Но эстет словно оглох, полностью поглощенный предметом. Чем ближе он подходил к мерцающей массе, тем быстрее становился его шаг, и тут все увидели, как его руки взметнулись вверх в жесте поклонения.
А через мгновение он начал падать, будто Арлекин, проваливающийся в люк в старомодной комедии.
Каменная плита пола наклонилась под его тяжестью, и он кубарем покатился вперед и вниз. Друзья беспомощно наблюдали, как ТНТ соскальзывает в окруженную восемью колоннами яму неизвестной глубины.
Из предательской ловушки раздался слабый крик. И сразу смолк.
Швырнув прочь сочащийся соком плод манго, Уэринг ринулся на помощь. Остальные трое бросились за ним.
Тонкие колонны, высеченные из камня закатных оттенков, отличались изяществом, не свойственным иным частям древней пирамиды. Вздымаясь на четыре метра над полом, они стояли по углам восьмиугольного отверстия или ямы.
Сложнее было охарактеризовать форму мерцающей массы, водруженной на столбы. Очертания громады терялись в ее же собственном свечении, смазанные бледными лучами. Однако это сияние не ослепляло. Стоило подойти к колоннами поближе, и форма виделась более определенной.

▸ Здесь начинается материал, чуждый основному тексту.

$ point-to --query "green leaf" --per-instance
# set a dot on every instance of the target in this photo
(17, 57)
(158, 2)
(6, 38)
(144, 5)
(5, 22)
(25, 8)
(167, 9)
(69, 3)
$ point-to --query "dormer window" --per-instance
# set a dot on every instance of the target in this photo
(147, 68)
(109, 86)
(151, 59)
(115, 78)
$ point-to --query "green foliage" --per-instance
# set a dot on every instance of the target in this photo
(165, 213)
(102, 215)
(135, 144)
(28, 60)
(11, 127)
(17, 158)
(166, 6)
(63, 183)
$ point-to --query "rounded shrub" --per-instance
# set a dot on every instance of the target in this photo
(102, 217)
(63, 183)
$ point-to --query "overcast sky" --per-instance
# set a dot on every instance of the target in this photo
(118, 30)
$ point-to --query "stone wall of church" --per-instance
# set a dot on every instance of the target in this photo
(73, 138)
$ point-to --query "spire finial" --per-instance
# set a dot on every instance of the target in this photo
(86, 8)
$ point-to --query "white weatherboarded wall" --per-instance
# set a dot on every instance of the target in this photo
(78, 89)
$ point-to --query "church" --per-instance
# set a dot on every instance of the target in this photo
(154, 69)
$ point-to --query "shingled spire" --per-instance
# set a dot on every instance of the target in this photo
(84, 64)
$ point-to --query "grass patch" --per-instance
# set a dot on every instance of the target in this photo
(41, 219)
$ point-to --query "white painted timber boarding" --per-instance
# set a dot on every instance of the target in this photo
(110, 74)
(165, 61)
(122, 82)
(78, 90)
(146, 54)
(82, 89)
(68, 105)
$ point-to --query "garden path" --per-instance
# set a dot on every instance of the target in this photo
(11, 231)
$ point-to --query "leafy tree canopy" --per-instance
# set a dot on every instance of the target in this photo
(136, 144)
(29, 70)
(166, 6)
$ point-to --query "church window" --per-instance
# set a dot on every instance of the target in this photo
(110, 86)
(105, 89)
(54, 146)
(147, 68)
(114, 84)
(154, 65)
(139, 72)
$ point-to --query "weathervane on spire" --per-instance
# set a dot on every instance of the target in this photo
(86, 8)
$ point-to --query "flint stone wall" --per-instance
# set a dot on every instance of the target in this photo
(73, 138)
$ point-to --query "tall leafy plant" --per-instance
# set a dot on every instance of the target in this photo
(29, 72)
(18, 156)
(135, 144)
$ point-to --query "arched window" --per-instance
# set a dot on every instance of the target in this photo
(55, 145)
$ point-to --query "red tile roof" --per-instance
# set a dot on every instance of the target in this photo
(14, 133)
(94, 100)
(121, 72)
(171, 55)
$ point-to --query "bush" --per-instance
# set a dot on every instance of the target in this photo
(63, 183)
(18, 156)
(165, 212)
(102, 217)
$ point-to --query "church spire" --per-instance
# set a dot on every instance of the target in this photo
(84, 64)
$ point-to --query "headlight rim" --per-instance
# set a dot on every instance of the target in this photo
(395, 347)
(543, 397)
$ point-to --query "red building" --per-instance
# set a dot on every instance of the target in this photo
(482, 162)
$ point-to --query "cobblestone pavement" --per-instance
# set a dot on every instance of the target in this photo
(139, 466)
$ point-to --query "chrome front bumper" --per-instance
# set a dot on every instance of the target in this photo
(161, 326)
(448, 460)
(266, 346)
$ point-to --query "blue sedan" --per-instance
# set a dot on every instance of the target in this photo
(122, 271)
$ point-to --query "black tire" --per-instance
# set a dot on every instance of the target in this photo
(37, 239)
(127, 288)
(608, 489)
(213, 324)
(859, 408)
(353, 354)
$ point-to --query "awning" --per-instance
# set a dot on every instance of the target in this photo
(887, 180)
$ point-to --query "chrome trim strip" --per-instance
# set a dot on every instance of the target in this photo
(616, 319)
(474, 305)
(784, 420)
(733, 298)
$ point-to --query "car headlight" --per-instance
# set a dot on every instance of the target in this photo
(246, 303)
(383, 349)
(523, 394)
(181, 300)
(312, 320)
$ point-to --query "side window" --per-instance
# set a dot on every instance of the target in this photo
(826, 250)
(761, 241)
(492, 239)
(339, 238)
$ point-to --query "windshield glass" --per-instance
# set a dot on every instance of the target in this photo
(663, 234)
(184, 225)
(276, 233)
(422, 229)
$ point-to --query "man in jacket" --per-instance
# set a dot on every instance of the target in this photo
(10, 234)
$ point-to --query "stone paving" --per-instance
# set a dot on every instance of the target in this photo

Верхушки столбов служили опорой для чуть выпуклого низа глыбы света. В целом она напоминала полушарие с восемью гранями, разбитое по всей поверхности на множество изогнутых треугольников.
Свет исходил изнутри, точно там горела огромная лампа, однако в глыбе не было сияющего центра, испускающего лучи. Куда бы ни падал взгляд, вещество казалось прозрачным. И все же свечение оставалось достаточно ярким и не давало заглянуть глубоко внутрь.
Уэринга даже сейчас, в столь странную минуту, не покидало необъяснимое ощущение, что где-то он уже видел нечто подобное.